How to convert a matrix to a tidy table
Introduction
Converting matrices to tidy tables is essential for data analysis in R, as most tidyverse functions expect data in long format rather than wide matrix format. This transformation allows you to leverage powerful tools like ggplot2 and dplyr for visualization and manipulation.
Getting Started
library(tidyverse)
library(palmerpenguins)Example 1: Basic Usage
The Problem
You have a correlation matrix showing relationships between variables, but you need it in tidy format to create visualizations or perform further analysis. Matrix format stores data in a grid, but tidy format requires each observation as a row.

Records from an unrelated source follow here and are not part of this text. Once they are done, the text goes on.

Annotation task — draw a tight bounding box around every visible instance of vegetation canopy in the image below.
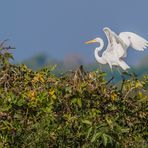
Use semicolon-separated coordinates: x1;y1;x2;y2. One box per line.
0;43;147;147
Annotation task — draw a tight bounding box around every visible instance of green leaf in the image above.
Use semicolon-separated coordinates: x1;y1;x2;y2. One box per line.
87;127;92;139
102;133;108;147
82;120;92;125
77;98;82;108
91;132;102;142
105;116;113;129
17;99;26;107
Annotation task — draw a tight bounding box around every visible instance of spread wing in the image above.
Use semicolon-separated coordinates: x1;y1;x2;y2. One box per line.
119;32;148;51
103;27;126;58
103;28;148;59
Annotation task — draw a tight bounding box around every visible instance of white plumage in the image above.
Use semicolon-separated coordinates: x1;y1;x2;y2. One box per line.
119;32;148;51
85;27;148;71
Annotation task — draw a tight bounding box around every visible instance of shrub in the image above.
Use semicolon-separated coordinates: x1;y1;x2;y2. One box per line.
0;44;147;147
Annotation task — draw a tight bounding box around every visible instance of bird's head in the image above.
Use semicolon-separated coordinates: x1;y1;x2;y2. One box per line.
85;37;102;45
85;37;104;51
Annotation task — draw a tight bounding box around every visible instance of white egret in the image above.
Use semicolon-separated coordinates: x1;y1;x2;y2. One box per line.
85;27;148;71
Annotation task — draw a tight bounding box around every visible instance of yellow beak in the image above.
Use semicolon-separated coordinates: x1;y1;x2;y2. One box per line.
85;39;97;44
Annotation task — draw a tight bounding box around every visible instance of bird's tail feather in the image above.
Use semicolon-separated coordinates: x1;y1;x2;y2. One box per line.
118;60;130;70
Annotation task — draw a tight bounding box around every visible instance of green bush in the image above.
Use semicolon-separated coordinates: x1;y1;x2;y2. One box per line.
0;44;147;147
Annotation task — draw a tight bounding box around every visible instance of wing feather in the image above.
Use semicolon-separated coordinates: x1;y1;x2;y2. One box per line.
103;28;126;58
119;32;148;51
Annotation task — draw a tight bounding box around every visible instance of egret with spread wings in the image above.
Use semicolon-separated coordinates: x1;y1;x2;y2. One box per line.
85;27;148;71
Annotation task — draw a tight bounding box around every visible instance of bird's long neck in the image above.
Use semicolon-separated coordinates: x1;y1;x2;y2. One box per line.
94;39;106;64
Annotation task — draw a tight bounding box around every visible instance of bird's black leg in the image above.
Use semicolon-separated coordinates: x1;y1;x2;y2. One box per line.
106;68;114;85
117;68;125;91
120;73;125;92
106;75;114;85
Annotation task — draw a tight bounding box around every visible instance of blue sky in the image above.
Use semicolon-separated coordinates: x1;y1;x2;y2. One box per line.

Step 1: Create a sample matrix
We’ll start with a simple correlation matrix from the penguins dataset.
# Create correlation matrix
penguin_numeric <- penguins |>
select(bill_length_mm, bill_depth_mm, flipper_length_mm, body_mass_g) |>
na.omit()
cor_matrix <- cor(penguin_numeric)
print(cor_matrix)This creates a 4x4 correlation matrix showing relationships between penguin physical measurements.

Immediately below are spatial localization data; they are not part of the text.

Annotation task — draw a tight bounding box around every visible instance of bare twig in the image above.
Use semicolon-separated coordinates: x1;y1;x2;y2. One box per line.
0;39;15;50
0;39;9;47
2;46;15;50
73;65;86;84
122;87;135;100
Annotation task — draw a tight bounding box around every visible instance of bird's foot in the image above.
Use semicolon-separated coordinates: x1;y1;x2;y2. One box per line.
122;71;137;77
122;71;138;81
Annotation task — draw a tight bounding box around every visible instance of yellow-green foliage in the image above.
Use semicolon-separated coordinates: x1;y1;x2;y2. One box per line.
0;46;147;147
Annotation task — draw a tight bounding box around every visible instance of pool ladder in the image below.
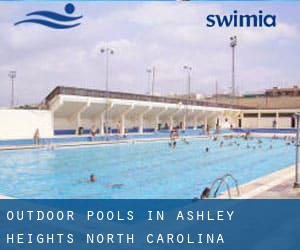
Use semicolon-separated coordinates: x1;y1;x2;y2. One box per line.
209;173;240;199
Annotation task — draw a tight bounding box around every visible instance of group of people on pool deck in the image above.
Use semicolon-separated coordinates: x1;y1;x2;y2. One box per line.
87;174;124;188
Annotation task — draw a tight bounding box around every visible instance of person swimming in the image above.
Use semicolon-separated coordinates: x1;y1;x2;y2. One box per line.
182;138;190;144
90;174;96;183
105;184;124;189
205;147;209;153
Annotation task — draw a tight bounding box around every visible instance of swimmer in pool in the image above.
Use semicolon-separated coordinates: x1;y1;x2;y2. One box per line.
182;138;190;144
90;174;96;183
105;184;124;189
205;147;209;153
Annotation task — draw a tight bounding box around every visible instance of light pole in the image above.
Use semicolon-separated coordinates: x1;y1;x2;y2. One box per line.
152;66;156;96
294;113;300;188
215;80;218;103
183;65;192;130
100;47;114;136
230;36;237;98
146;66;156;95
146;68;152;95
8;71;16;108
100;47;114;93
183;65;192;102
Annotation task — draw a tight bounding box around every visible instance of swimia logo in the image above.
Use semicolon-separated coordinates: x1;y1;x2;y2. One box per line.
206;10;276;28
14;3;83;29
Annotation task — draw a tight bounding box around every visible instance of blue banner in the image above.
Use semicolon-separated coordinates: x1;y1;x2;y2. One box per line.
0;199;299;250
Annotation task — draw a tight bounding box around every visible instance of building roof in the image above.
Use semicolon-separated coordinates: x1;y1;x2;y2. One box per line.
45;86;251;110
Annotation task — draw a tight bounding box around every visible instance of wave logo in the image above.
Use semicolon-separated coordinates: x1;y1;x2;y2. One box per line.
14;3;82;29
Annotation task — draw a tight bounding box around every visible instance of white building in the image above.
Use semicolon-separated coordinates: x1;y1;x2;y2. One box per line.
47;87;239;136
0;86;299;140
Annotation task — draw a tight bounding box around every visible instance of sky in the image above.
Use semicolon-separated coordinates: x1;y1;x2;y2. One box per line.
1;1;300;106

Step 2: Convert matrix to data frame
We need to preserve row names as a column before converting to tidy format.
# Convert to data frame with row names as column
cor_df <- cor_matrix |>
as.data.frame() |>
rownames_to_column(var = "variable1")
head(cor_df)Now we have a data frame where row names become the first column, making the data easier to manipulate.
Step 3: Transform to tidy format
The pivot_longer function converts wide format to long format, creating one row per correlation pair.
# Convert to tidy format
tidy_correlations <- cor_df |>
pivot_longer(cols = -variable1,
names_to = "variable2",
values_to = "correlation")
print(tidy_correlations)Each correlation coefficient now occupies its own row with clearly labeled variable pairs and correlation values.
Example 2: Practical Application
The Problem
You have a matrix of survey responses where rows represent respondents and columns represent questions, but you need to analyze response patterns across different demographics. The wide matrix format makes it difficult to group and summarize responses effectively.
Step 1: Create a realistic survey matrix
Let’s simulate survey data with respondents rating different aspects of penguin research.
# Create sample survey matrix
set.seed(123)
survey_matrix <- matrix(
sample(1:5, 40, replace = TRUE),
nrow = 8,
ncol = 5,
dimnames = list(paste0("Respondent_", 1:8),
c("Research_Quality", "Data_Collection", "Analysis", "Presentation", "Impact"))
)This creates a matrix with 8 respondents rating 5 research aspects on a 1-5 scale.
Step 2: Add respondent information
Before tidying, we’ll add demographic information to make the analysis more meaningful.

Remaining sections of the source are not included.